Key Insights for Alaska
- Highest payer: Cigna (median $47K, mean $49K); Lowest payer: Anthem (median $31K, mean $31K) and BCBS shows a lower 25th percentile at $25K indicating more low-end variability.
- Alaska’s rates skew higher for Cigna compared with national medians, while Anthem and BCBS medians (~$31K) are near or slightly above national medians, indicating Cigna is the most notable deviation from national norms.
Clinical Trials
- Acute surgical technique trials evaluating timing and method of operative repair for traumatic hand injuries, such as randomized or prospective cohort studies comparing early primary repair versus delayed reconstruction for tendon lacerations, nerve injuries, or complex soft-tissue defects. These studies enroll adults and children presenting with traumatic hand injuries who require operative management and focus on perioperative outcomes like reoperation rates, infection, and short-term functional recovery. Results inform surgeons and payers about resource use, length of stay, and complication risks associated with different acute surgical approaches, guiding triage, coding, and reimbursement decisions.

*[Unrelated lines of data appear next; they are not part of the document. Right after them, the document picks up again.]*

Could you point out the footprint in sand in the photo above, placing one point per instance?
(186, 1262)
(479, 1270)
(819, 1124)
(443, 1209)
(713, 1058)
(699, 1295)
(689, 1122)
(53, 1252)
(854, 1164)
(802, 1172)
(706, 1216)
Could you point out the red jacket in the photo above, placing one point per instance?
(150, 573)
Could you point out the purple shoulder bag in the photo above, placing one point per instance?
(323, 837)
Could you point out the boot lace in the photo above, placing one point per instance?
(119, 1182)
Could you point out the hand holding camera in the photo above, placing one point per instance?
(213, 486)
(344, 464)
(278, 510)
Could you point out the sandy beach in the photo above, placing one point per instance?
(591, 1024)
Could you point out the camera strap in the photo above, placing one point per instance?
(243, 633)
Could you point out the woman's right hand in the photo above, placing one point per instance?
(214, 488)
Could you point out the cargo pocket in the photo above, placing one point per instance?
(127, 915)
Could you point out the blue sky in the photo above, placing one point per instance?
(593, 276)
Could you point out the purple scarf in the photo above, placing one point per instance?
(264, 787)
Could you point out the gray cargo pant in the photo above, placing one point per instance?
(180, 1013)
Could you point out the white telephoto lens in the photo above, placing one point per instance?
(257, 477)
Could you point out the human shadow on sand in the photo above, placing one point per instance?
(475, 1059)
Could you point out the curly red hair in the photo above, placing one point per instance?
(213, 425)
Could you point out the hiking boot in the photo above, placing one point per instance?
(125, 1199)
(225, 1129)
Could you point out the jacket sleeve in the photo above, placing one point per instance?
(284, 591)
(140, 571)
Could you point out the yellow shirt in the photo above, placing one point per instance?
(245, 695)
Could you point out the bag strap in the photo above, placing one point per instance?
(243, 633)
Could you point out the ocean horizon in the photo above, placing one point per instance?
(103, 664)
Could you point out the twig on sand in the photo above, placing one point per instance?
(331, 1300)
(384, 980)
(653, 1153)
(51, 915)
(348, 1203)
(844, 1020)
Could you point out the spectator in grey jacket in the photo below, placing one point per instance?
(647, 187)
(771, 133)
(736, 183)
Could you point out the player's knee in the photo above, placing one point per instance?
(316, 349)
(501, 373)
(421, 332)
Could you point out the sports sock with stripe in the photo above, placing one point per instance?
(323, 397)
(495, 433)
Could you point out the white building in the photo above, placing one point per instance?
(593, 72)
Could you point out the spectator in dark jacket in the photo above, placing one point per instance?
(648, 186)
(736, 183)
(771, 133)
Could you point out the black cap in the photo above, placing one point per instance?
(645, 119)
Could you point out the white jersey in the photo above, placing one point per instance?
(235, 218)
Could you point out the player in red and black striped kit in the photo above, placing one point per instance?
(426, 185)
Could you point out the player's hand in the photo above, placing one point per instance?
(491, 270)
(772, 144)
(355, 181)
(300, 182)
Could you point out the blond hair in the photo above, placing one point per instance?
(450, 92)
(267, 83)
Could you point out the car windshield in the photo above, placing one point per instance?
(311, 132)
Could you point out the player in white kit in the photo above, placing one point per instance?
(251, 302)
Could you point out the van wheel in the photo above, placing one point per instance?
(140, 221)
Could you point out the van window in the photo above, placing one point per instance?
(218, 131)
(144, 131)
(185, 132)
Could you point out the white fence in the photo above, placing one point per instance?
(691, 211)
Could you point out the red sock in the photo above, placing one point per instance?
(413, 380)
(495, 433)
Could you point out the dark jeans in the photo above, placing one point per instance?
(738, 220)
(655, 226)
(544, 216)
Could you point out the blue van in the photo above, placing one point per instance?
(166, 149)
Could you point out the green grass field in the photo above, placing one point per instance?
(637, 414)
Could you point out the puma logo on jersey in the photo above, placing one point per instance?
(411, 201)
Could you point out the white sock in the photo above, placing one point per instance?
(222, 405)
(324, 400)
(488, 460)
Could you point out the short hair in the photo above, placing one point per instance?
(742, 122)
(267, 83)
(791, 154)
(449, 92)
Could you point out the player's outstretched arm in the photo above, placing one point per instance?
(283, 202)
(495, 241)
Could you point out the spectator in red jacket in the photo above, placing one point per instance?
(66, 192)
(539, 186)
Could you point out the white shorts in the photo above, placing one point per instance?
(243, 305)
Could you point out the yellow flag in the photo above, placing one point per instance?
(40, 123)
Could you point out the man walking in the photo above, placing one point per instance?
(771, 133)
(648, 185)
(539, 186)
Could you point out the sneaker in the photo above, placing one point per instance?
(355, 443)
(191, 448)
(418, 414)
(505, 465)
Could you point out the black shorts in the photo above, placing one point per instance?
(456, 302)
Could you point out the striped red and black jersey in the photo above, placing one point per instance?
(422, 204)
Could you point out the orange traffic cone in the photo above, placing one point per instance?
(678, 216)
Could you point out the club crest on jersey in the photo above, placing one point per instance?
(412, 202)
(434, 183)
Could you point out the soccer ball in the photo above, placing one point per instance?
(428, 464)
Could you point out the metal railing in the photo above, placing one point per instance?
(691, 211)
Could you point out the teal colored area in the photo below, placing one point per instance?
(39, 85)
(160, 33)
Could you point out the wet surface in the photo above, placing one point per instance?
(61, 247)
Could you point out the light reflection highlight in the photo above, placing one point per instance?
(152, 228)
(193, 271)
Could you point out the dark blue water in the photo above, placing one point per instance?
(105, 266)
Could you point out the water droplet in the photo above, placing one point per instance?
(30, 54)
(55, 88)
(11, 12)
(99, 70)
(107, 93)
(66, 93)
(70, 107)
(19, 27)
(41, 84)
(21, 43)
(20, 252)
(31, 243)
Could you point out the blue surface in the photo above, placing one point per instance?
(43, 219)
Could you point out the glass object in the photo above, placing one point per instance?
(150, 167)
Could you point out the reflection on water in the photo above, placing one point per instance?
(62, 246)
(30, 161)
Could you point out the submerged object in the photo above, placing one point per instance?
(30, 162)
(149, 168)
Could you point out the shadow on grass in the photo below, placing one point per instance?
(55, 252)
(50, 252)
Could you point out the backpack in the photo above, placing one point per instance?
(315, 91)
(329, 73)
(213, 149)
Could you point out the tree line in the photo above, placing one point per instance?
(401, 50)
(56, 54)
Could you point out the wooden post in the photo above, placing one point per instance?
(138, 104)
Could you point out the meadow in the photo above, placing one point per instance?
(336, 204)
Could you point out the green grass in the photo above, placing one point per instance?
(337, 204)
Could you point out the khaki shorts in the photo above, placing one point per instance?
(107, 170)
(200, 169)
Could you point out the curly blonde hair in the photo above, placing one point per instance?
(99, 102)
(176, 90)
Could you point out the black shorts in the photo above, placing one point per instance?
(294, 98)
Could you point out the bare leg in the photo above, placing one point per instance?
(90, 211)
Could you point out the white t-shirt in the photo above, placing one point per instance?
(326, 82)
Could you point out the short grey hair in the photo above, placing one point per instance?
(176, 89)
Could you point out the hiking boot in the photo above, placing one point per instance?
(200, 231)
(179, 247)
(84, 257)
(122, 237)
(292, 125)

- Comparative effectiveness studies of fixation and reconstruction strategies for hand fractures and joint injuries, including prospective registries or non-inferiority trials comparing internal fixation methods (e.g., plates, screws, pinning) and soft-tissue reconstruction techniques. These trials typically recruit patients with specific fracture patterns (metacarpal, phalangeal, intra-articular) and evaluate longer-term outcomes such as time to union, range of motion, return-to-work, and need for secondary procedures. Providers and payers rely on this evidence to determine which techniques yield best functional outcomes with acceptable cost and reoperation profiles, impacting DRG-related utilization and reimbursement planning.
- Post-discharge rehabilitation and outcomes research assessing functional recovery, occupational therapy models, and patient-reported outcomes following operative or nonoperative management of hand injuries, often using randomized designs or pragmatic cohort studies to compare therapy intensity, tele-rehabilitation, or standardized protocols. These studies include diverse patient groups stratified by injury severity, comorbidities, and work demands, and measure metrics such as time to return to daily activities, persistent disability, and long-term healthcare utilization. Findings are critical for discharge planning, coverage decisions for outpatient rehabilitation services, and predicting downstream costs and quality-of-life outcomes tied to this DRG.